A la toma de posesión de Maduro —quien, según el ministro de Relaciones Exteriores de Venezuela, Jorge Arreaza, “jamás consideró asistir” a la investidura de Bolsonaro— irán pocos invitados. El Grupo de Lima, la Unión Europea y muchos otros países se negaron a reconocer la legitimidad de su reelección, así que solamente los líderes de Cuba, Bolivia, Nicaragua, El Salvador y un enviado especial del gobierno de México —que aunque prefiere ser discreto simpatiza con Maduro— estarán presentes en su asunción.
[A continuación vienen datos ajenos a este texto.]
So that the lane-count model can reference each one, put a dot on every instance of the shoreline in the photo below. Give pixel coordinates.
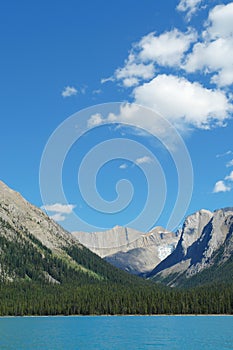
(119, 315)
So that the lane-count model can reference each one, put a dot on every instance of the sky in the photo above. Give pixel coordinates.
(117, 113)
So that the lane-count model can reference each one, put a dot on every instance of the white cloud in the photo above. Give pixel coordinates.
(224, 185)
(220, 22)
(132, 72)
(220, 186)
(143, 160)
(229, 164)
(214, 54)
(59, 208)
(213, 57)
(97, 92)
(95, 120)
(166, 49)
(105, 80)
(58, 217)
(123, 166)
(69, 91)
(189, 6)
(183, 102)
(229, 177)
(224, 154)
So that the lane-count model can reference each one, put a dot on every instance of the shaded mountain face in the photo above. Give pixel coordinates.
(130, 250)
(204, 252)
(33, 247)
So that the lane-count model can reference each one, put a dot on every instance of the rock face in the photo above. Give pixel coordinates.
(130, 250)
(206, 240)
(21, 216)
(34, 248)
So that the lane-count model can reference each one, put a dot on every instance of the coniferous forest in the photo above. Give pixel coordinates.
(93, 287)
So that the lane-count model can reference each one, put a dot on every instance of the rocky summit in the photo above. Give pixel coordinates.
(35, 248)
(204, 250)
(129, 249)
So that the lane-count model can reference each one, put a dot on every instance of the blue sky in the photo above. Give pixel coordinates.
(175, 57)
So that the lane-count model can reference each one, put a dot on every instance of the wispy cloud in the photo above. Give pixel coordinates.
(95, 120)
(229, 164)
(220, 186)
(69, 91)
(58, 217)
(97, 92)
(189, 6)
(186, 103)
(123, 166)
(224, 185)
(227, 153)
(229, 177)
(60, 210)
(143, 160)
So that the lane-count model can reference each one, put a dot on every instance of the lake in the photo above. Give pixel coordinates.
(117, 332)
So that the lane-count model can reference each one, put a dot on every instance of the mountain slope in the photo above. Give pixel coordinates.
(33, 247)
(204, 252)
(128, 249)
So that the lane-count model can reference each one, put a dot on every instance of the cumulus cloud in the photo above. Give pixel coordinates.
(182, 101)
(123, 166)
(229, 164)
(220, 186)
(143, 160)
(69, 91)
(166, 49)
(224, 185)
(189, 6)
(59, 208)
(133, 72)
(95, 120)
(214, 54)
(229, 177)
(219, 22)
(227, 153)
(58, 217)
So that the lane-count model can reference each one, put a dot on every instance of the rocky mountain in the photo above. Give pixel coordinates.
(35, 248)
(130, 250)
(204, 252)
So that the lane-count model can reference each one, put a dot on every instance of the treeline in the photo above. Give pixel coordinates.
(29, 298)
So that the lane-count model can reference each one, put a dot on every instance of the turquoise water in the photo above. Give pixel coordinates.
(103, 332)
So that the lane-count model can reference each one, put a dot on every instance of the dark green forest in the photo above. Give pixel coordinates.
(84, 284)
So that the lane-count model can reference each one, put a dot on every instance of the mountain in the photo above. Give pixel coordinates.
(128, 249)
(44, 270)
(204, 253)
(35, 248)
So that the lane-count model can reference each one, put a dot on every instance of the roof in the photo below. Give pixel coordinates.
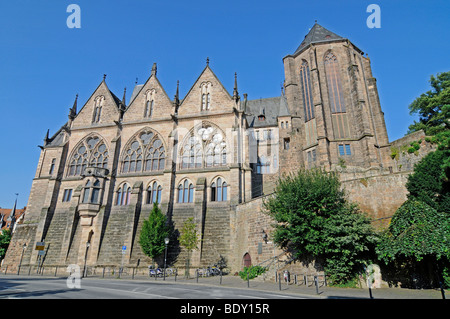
(264, 112)
(318, 34)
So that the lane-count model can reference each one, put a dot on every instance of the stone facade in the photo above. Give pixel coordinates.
(210, 156)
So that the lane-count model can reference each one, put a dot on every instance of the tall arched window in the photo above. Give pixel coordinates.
(305, 80)
(95, 192)
(87, 190)
(90, 152)
(149, 108)
(145, 153)
(219, 190)
(98, 104)
(308, 105)
(154, 193)
(336, 96)
(149, 102)
(205, 146)
(185, 192)
(52, 166)
(205, 89)
(262, 165)
(123, 195)
(91, 193)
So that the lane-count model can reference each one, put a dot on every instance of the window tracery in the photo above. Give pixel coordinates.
(91, 152)
(146, 152)
(204, 147)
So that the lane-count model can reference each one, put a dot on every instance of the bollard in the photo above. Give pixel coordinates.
(316, 280)
(279, 281)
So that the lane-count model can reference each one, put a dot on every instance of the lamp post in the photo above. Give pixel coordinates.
(85, 259)
(166, 241)
(21, 257)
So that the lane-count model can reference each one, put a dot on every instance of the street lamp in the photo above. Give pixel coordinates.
(21, 257)
(85, 259)
(166, 241)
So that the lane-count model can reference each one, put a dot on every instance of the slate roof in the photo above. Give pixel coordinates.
(318, 34)
(269, 109)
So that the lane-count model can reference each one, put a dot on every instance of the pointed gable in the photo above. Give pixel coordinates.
(148, 102)
(318, 34)
(207, 95)
(101, 108)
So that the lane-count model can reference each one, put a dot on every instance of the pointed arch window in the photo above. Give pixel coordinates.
(146, 152)
(123, 195)
(341, 127)
(305, 80)
(154, 192)
(98, 104)
(185, 192)
(90, 152)
(204, 147)
(205, 89)
(149, 103)
(91, 192)
(262, 165)
(219, 190)
(52, 166)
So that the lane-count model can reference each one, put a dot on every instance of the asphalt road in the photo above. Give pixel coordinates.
(90, 288)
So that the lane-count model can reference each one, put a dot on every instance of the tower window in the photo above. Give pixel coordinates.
(91, 192)
(98, 104)
(344, 149)
(219, 190)
(306, 91)
(186, 192)
(154, 193)
(67, 195)
(123, 195)
(286, 143)
(52, 166)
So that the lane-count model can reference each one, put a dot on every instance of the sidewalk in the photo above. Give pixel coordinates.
(324, 292)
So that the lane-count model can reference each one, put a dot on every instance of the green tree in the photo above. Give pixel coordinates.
(5, 239)
(433, 106)
(430, 182)
(154, 231)
(417, 232)
(314, 218)
(189, 239)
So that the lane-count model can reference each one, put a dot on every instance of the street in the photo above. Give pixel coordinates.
(13, 287)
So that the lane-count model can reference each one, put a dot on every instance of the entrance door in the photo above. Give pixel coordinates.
(247, 260)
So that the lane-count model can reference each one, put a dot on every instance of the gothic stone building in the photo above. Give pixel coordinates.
(210, 155)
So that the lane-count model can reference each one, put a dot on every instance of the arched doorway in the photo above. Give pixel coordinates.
(247, 260)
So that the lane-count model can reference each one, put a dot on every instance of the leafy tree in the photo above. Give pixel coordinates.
(430, 182)
(433, 107)
(315, 219)
(350, 244)
(154, 231)
(189, 239)
(416, 232)
(5, 239)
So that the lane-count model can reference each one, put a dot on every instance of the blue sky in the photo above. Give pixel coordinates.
(44, 64)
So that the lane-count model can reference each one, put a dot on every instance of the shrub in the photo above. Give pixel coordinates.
(252, 271)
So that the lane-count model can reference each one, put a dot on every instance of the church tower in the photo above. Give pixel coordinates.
(334, 105)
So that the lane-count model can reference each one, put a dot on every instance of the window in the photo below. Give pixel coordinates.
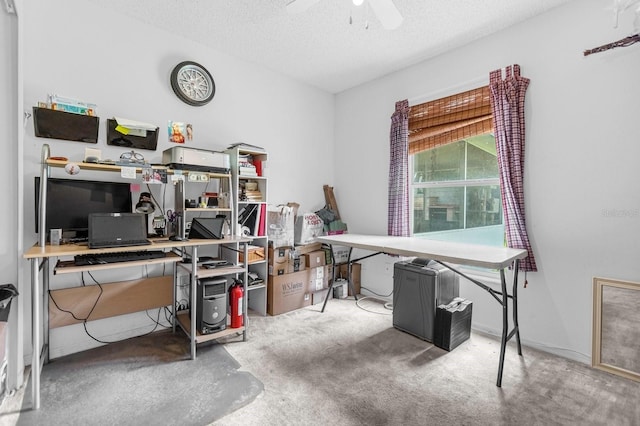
(456, 192)
(455, 187)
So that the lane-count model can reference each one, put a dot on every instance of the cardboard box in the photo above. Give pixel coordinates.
(285, 261)
(340, 253)
(296, 264)
(307, 248)
(308, 227)
(318, 278)
(319, 296)
(315, 259)
(278, 260)
(356, 270)
(287, 292)
(255, 253)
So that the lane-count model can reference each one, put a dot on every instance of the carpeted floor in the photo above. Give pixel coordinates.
(146, 380)
(348, 366)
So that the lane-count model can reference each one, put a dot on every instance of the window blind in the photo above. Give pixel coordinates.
(450, 119)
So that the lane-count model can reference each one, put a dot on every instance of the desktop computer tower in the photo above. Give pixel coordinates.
(418, 288)
(211, 305)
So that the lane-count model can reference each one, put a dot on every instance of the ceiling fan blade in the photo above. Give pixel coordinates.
(387, 13)
(297, 6)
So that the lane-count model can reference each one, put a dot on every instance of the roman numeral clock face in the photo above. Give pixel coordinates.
(192, 83)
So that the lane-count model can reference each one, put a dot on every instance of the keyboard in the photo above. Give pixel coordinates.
(122, 256)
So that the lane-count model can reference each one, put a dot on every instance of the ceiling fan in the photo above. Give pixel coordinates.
(385, 10)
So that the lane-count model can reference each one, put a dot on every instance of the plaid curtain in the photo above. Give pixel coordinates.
(507, 104)
(398, 214)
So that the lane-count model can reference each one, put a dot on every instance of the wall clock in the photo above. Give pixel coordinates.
(192, 83)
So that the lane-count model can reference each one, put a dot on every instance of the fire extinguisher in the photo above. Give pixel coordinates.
(237, 299)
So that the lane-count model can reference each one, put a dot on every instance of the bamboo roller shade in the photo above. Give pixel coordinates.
(450, 119)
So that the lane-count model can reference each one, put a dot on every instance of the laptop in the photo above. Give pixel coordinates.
(117, 230)
(207, 228)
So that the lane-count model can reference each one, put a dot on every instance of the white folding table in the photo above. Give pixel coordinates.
(446, 253)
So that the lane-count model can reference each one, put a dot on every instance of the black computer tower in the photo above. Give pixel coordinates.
(211, 305)
(418, 288)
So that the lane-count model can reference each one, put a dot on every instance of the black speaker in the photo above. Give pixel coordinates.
(211, 305)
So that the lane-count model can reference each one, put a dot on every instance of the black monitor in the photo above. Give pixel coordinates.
(69, 202)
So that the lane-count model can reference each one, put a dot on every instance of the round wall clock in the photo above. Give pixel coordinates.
(192, 83)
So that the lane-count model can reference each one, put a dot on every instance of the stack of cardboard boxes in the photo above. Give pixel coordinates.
(298, 277)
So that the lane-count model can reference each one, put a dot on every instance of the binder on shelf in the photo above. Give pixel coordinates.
(249, 217)
(115, 137)
(263, 220)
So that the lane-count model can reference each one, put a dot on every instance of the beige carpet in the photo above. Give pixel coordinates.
(348, 366)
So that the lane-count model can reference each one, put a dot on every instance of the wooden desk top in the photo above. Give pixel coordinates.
(37, 251)
(444, 251)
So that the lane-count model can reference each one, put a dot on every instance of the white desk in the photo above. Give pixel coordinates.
(447, 252)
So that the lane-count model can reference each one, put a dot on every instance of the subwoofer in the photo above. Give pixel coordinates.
(211, 307)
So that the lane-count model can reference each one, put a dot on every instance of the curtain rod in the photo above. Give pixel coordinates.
(627, 41)
(471, 84)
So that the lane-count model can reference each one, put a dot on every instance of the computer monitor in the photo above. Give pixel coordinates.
(70, 201)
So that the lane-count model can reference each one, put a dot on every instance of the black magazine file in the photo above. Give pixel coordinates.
(116, 138)
(208, 228)
(53, 124)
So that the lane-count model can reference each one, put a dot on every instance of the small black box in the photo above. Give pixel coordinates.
(453, 326)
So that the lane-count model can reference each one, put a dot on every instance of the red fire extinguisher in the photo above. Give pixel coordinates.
(237, 299)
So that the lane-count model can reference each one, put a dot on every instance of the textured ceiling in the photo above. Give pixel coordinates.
(320, 46)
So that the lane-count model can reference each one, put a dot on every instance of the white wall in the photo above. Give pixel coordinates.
(123, 66)
(581, 161)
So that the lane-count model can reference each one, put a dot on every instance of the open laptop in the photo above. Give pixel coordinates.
(117, 230)
(207, 228)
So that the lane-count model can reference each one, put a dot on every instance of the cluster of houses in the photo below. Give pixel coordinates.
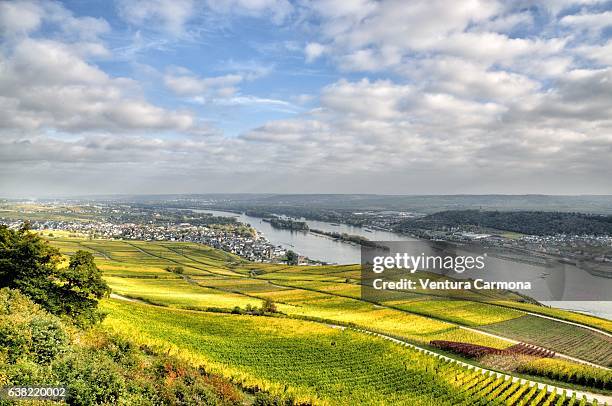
(230, 238)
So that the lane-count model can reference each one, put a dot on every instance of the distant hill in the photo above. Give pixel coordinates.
(526, 222)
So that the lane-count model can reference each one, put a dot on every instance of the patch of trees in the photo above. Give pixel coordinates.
(292, 258)
(287, 224)
(356, 239)
(525, 222)
(268, 307)
(96, 367)
(179, 270)
(29, 264)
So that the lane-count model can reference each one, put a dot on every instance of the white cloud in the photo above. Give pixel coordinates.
(19, 17)
(313, 51)
(168, 15)
(185, 83)
(278, 10)
(589, 21)
(49, 85)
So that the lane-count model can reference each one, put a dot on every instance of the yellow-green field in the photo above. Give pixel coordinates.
(215, 281)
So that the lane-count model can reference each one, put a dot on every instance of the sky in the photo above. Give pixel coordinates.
(351, 96)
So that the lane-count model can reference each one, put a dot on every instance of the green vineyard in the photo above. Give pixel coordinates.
(310, 351)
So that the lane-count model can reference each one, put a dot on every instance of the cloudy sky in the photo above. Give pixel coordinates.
(351, 96)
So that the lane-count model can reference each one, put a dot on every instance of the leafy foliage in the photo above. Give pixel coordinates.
(30, 264)
(94, 366)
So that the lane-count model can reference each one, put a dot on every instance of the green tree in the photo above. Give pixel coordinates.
(81, 286)
(28, 263)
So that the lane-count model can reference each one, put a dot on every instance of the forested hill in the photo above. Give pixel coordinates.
(526, 222)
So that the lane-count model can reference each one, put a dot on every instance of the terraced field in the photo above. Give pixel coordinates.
(560, 337)
(258, 351)
(310, 362)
Además de reelegirse de manera fraudulenta, Maduro ha violado flagrantemente los derechos humanos, ha colapsado la economía venezolana y ha provocado una crisis humanitaria que ha forzado hasta ahora a casi tres millones de sus compatriotas a exiliarse. Con los precios del petróleo —la única exportación de Venezuela— a la baja, el país se sumirá aún más en el caos.

Las características políticas y personales de estos dos líderes, que llegan al poder separados apenas por diez días, son una receta para el desastre.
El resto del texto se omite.